Some have suggested we should not criticize animal models unless we have better suggestions for research and testing [27]. It is not incumbent upon us to postpone criticizing animal models as not being predictive until predictive models such as in silico, in vitro or in vivo are available. Nor is it incumbent upon us to invent such modalities. Astrology is not predictive for foretelling the future therefore we criticize such use even though we have no notion of how to go about inventing such a future-telling device.

Some have also suggested that animal models may someday be predictive and that we should so acknowledge. While this is true in the sense that anything is possible it seems very unlikely, as genetically modified organisms have been seen to suffer the same prediction problems we have addressed [16, 81, 82, 83, 84, 85, 86, 87] and, as mentioned different humans have very different responses to drugs and disease. Considering our current understanding of complex systems and evolution it would be surprising if one species could be used to predict outcomes in another at the fine-grained level where our study of disease and drug response is today and to the accuracy that society demands from medical science.
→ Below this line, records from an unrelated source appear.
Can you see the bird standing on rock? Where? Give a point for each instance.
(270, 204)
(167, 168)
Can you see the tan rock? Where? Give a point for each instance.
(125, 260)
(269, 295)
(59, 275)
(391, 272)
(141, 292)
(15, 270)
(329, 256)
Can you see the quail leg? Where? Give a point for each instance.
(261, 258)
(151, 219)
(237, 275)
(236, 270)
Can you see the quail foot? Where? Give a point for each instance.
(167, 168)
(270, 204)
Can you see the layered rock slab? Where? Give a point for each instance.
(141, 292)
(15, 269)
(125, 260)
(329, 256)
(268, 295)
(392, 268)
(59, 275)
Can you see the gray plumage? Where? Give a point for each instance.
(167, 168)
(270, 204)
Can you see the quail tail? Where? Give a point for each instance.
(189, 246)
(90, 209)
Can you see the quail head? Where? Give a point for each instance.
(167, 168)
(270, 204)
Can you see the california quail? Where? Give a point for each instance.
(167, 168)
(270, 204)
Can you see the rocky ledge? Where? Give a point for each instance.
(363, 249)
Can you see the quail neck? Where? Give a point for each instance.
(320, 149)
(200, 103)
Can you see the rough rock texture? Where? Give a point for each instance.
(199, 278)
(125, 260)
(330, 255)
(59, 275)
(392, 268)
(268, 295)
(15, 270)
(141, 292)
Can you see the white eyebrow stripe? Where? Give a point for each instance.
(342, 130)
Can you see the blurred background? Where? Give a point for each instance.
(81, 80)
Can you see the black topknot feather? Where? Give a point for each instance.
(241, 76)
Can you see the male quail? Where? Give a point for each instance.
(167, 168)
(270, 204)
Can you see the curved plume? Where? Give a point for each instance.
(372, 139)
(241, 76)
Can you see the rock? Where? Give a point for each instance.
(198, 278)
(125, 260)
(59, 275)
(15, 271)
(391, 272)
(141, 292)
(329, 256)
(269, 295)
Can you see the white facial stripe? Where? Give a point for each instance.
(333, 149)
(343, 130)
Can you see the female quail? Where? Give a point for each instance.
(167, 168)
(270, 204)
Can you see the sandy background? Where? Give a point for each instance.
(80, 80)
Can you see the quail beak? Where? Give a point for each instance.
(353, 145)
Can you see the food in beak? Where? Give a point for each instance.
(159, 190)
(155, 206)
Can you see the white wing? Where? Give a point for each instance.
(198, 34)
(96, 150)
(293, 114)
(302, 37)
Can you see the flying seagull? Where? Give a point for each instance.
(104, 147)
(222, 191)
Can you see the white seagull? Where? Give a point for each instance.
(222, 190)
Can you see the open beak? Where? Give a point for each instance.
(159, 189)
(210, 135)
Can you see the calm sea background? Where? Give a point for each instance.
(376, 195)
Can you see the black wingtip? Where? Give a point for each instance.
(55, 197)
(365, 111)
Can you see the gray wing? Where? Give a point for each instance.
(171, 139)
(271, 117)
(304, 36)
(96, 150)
There are direct and indirect consequences to this misunderstanding of what prediction means. If we did not allow on the market any chemical or drug that causes cancer, or is teratogenic, or causes severe side effects in any species, then we would have no chemicals or drugs at all. Furthermore, there is a cost to keeping otherwise good chemicals off the market. We lose: treatments perhaps even cures; the income that could have been generated; and new knowledge that could have been gained from learning more about the chemical. These are not insignificant downsides. Since we now understand vis-à-vis personalized medicine that even humans differ in their response to drugs and disease and hence one human cannot predict what a drug will do to another human, it seems illogical to find models that are predictive using completely different species from humans. If we truly want predictive tests and research methods (and we do), it would seem logical to start looking intraspecies not interspecies.